President Obama tonight warned Florida voters to be skeptical of the "scary voices" in political ads that will flood the state ahead of November's election, and focus instead on the content of the candidates' economic plans.
"They'll say the economy is bad and it's all my fault. That will be their message," Obama said of Republicans.
"They'll say well he can't fix it because he thinks government is the answer, or he can't fix it because he didn't make a lot of money in the private sector, or he's in over his head, or he thinks everybody's doing just fine.
"That's what the scary voices in the ads will be saying," Obama explained. "That's what Mr. Romney will say, that's what Republicans in Congress will say, and since you're in a battleground state you'll hear this a lot."
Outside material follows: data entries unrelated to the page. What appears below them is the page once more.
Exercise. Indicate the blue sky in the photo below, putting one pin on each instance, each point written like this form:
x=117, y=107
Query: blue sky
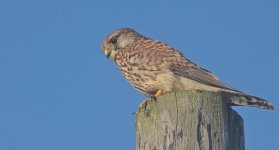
x=58, y=91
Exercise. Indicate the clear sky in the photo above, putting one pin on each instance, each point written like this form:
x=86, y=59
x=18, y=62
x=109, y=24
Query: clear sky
x=59, y=92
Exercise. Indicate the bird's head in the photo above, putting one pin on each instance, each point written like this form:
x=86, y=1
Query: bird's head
x=119, y=39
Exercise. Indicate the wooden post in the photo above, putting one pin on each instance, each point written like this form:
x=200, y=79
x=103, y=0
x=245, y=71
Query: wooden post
x=189, y=120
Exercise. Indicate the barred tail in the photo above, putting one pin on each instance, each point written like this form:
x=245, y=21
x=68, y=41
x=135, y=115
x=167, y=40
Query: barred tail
x=247, y=100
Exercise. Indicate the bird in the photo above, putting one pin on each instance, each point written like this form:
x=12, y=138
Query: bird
x=154, y=68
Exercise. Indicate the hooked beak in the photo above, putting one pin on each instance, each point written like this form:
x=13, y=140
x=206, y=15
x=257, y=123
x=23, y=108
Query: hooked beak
x=107, y=51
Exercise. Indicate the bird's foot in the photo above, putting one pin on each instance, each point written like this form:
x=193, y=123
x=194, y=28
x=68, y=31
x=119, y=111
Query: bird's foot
x=153, y=97
x=143, y=104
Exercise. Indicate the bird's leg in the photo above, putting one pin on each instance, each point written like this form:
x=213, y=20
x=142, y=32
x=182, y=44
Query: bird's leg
x=153, y=97
x=158, y=93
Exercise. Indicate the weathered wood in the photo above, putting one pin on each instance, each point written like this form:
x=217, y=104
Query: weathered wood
x=189, y=120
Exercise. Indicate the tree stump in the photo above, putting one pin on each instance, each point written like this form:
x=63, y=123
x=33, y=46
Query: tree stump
x=189, y=120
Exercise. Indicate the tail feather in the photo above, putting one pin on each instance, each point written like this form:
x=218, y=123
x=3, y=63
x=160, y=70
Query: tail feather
x=247, y=100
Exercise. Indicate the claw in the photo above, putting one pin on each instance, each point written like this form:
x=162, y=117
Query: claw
x=143, y=104
x=159, y=92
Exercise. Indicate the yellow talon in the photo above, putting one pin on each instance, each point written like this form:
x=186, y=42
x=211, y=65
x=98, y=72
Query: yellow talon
x=159, y=92
x=143, y=104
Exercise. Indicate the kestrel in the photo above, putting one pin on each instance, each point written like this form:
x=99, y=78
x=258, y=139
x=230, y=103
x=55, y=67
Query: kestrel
x=154, y=68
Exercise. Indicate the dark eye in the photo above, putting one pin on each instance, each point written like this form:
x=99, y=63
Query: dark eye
x=113, y=41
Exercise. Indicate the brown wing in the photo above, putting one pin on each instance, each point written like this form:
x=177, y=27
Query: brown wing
x=181, y=66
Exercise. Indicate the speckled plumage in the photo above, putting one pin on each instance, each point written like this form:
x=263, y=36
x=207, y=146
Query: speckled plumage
x=150, y=65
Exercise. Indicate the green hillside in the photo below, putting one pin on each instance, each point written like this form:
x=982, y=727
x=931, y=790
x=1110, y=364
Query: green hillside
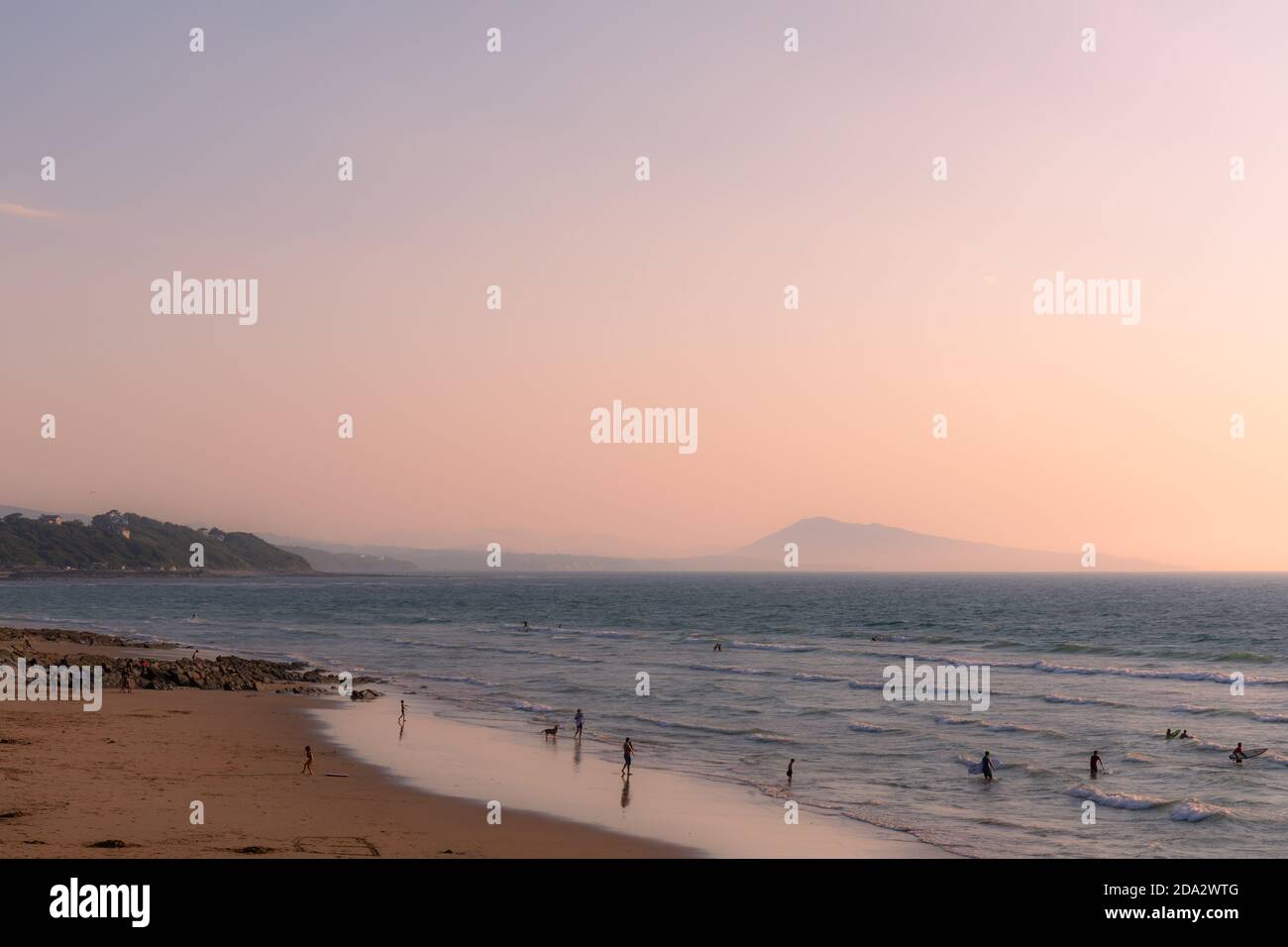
x=150, y=545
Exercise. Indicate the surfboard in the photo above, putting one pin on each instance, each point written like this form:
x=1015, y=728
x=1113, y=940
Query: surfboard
x=1249, y=754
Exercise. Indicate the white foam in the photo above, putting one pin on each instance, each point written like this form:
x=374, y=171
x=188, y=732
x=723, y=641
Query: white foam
x=1194, y=810
x=1116, y=800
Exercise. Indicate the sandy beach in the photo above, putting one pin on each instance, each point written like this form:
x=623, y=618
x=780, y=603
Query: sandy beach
x=73, y=784
x=124, y=781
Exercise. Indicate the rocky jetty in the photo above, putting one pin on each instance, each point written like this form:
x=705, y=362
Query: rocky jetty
x=159, y=671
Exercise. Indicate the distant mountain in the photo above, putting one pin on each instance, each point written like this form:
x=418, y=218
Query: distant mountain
x=831, y=545
x=824, y=544
x=326, y=561
x=37, y=514
x=115, y=540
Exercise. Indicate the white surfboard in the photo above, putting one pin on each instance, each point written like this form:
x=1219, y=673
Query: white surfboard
x=1249, y=754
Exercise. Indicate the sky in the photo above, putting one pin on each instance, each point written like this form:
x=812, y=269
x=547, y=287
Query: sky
x=767, y=169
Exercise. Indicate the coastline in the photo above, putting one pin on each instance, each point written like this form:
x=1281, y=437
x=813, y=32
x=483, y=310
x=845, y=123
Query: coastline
x=73, y=784
x=123, y=781
x=132, y=772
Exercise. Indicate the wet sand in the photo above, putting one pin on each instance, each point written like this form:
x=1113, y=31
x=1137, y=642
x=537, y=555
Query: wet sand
x=583, y=781
x=71, y=780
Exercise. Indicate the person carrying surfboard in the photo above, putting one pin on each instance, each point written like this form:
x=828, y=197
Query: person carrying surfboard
x=1098, y=766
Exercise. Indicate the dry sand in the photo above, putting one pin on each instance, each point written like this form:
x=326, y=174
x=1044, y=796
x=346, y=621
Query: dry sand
x=130, y=772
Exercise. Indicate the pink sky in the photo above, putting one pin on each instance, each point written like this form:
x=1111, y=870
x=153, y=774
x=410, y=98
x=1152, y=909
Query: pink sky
x=768, y=169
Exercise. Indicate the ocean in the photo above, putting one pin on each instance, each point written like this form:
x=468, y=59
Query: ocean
x=1077, y=664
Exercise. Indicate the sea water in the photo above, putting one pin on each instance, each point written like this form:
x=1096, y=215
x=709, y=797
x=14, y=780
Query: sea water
x=1077, y=664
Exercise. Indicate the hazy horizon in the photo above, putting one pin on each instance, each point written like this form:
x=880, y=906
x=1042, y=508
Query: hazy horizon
x=768, y=169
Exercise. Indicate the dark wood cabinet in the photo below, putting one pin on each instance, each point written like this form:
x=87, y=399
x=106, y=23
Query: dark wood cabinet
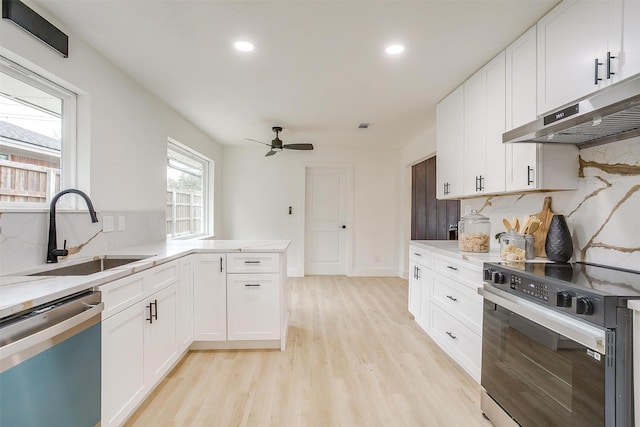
x=430, y=218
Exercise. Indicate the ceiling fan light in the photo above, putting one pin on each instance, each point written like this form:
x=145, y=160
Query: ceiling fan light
x=394, y=49
x=244, y=46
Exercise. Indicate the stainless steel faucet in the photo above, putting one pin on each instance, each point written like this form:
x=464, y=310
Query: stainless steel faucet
x=52, y=247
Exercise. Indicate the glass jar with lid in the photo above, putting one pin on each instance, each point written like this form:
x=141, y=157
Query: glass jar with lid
x=513, y=247
x=473, y=233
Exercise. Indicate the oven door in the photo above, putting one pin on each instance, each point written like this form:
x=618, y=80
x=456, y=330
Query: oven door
x=544, y=368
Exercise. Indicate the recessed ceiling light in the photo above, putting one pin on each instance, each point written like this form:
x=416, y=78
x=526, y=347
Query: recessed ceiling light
x=394, y=49
x=244, y=46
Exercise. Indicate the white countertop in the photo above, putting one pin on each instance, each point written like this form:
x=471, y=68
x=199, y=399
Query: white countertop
x=450, y=248
x=20, y=292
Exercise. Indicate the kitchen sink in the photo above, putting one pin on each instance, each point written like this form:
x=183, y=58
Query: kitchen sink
x=89, y=267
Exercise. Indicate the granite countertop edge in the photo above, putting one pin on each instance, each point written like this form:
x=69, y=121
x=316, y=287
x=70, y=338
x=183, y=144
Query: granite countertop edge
x=19, y=292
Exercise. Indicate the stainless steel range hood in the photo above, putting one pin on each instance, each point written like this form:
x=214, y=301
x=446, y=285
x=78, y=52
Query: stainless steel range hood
x=609, y=115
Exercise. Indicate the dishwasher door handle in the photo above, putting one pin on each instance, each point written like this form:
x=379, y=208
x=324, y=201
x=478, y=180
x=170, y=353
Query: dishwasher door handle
x=16, y=352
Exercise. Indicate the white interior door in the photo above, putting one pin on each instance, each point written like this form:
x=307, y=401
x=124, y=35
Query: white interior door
x=326, y=214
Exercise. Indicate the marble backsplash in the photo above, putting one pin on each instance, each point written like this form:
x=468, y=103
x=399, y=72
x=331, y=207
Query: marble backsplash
x=603, y=213
x=24, y=235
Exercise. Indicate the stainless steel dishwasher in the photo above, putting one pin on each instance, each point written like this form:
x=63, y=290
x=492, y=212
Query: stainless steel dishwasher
x=50, y=364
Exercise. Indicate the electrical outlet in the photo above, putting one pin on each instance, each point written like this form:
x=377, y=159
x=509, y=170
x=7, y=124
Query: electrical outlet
x=107, y=224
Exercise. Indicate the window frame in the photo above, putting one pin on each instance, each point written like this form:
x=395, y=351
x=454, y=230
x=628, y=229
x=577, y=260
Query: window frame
x=207, y=186
x=68, y=143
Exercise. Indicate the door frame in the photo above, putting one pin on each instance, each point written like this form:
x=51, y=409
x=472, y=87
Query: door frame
x=349, y=206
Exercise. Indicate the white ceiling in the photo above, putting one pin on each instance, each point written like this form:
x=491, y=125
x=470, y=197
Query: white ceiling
x=319, y=67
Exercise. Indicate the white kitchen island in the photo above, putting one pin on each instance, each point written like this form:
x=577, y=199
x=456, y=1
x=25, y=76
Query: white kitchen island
x=175, y=296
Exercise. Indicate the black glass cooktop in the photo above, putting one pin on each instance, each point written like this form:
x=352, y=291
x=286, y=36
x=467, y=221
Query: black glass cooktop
x=603, y=280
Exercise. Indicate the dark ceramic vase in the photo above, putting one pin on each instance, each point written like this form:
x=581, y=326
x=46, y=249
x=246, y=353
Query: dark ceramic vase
x=559, y=246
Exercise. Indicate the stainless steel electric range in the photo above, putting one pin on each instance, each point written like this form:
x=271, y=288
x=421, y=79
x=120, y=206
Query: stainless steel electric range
x=557, y=344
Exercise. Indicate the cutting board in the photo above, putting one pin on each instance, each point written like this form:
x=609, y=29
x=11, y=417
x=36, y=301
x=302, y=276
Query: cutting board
x=540, y=235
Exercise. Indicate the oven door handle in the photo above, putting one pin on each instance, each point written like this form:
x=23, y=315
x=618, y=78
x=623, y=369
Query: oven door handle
x=590, y=336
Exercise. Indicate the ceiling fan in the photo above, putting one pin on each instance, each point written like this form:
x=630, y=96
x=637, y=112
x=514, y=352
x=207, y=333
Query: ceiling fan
x=277, y=145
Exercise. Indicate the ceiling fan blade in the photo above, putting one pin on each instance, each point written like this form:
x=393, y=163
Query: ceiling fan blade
x=298, y=146
x=259, y=142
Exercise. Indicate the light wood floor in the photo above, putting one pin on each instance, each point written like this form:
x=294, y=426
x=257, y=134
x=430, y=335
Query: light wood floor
x=354, y=358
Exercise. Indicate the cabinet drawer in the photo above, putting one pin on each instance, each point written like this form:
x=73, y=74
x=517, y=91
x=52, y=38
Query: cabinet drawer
x=122, y=293
x=253, y=263
x=458, y=300
x=253, y=306
x=420, y=255
x=458, y=341
x=161, y=276
x=468, y=274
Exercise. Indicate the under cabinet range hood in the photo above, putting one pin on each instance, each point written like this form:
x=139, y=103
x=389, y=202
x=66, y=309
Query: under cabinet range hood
x=611, y=114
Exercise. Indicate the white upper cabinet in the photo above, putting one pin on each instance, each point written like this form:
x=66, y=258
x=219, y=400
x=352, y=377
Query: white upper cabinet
x=584, y=46
x=449, y=139
x=629, y=62
x=531, y=166
x=484, y=122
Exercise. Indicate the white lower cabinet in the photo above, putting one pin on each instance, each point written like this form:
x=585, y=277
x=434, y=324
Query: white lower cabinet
x=123, y=385
x=185, y=303
x=420, y=285
x=240, y=300
x=139, y=338
x=253, y=307
x=160, y=338
x=450, y=309
x=210, y=297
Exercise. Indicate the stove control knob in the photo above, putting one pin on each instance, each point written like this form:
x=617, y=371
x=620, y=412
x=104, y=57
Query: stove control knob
x=584, y=306
x=563, y=299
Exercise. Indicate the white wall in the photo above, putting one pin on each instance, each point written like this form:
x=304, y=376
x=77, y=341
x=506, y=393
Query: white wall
x=122, y=128
x=258, y=192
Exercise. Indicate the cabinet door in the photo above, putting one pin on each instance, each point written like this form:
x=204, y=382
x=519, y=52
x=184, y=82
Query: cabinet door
x=570, y=39
x=449, y=138
x=160, y=339
x=210, y=297
x=475, y=126
x=123, y=383
x=185, y=303
x=414, y=289
x=253, y=302
x=494, y=75
x=629, y=57
x=425, y=283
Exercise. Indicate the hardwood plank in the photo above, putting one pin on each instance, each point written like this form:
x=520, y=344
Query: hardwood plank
x=354, y=358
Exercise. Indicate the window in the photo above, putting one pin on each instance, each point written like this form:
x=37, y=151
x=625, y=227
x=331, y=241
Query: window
x=37, y=138
x=187, y=192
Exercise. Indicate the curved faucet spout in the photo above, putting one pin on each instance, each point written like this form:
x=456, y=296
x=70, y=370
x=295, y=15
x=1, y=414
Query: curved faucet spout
x=52, y=246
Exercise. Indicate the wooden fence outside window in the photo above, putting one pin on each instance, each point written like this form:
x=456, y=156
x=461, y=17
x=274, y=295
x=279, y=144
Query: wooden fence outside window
x=184, y=213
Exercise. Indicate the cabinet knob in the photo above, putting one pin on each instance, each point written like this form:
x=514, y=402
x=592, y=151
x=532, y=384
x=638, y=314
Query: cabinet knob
x=597, y=78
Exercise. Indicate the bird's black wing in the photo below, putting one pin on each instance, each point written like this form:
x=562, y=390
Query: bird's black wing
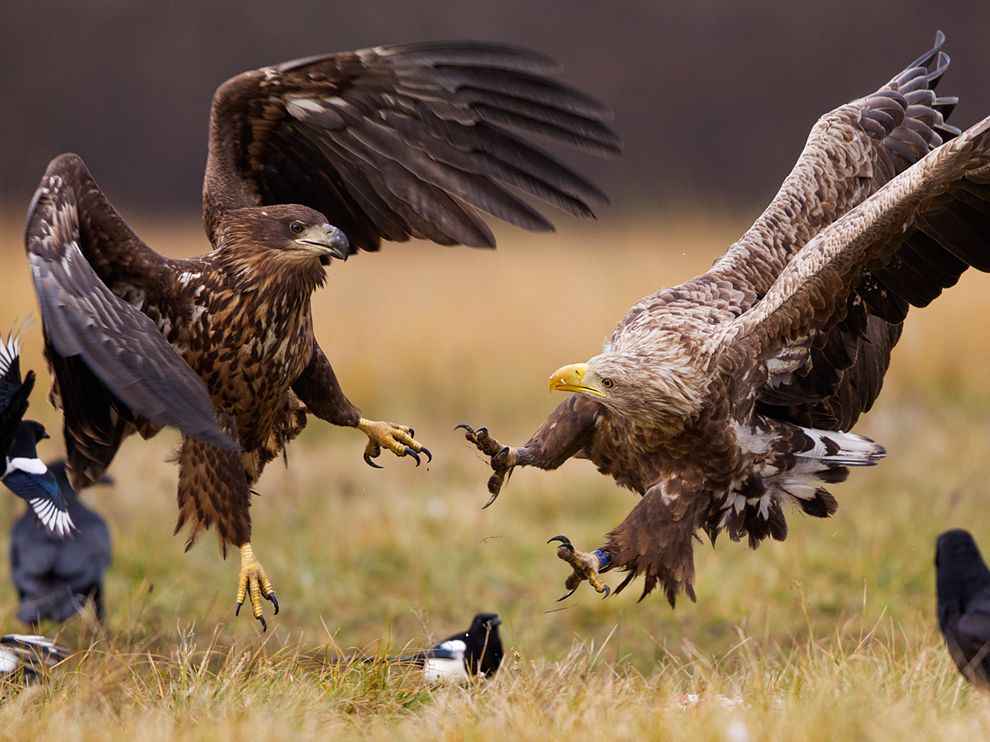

The president urged his audience to approach the November election not as a referendum on his record but as a choice of two starkly contrasting economic visions with high-stakes for the future.
"I understand it's a theory to win an election; it's sure not a plan to create jobs," he said of what he described as the Republican strategy. "It's not a plan to grow our economy, it's not a plan to restore the American dream. So ultimately the question for all of you is how much are you willing to fight for this?"
The president made the remarks at his seventh and final campaign fundraiser of a two-day swing that took him through New Hampshire, Massachusetts, Georgia and Florida. An estimated 1,500 supporters crammed the Jackie Gleason Theater in Miami Beach to see Obama up close; tickets started at $100.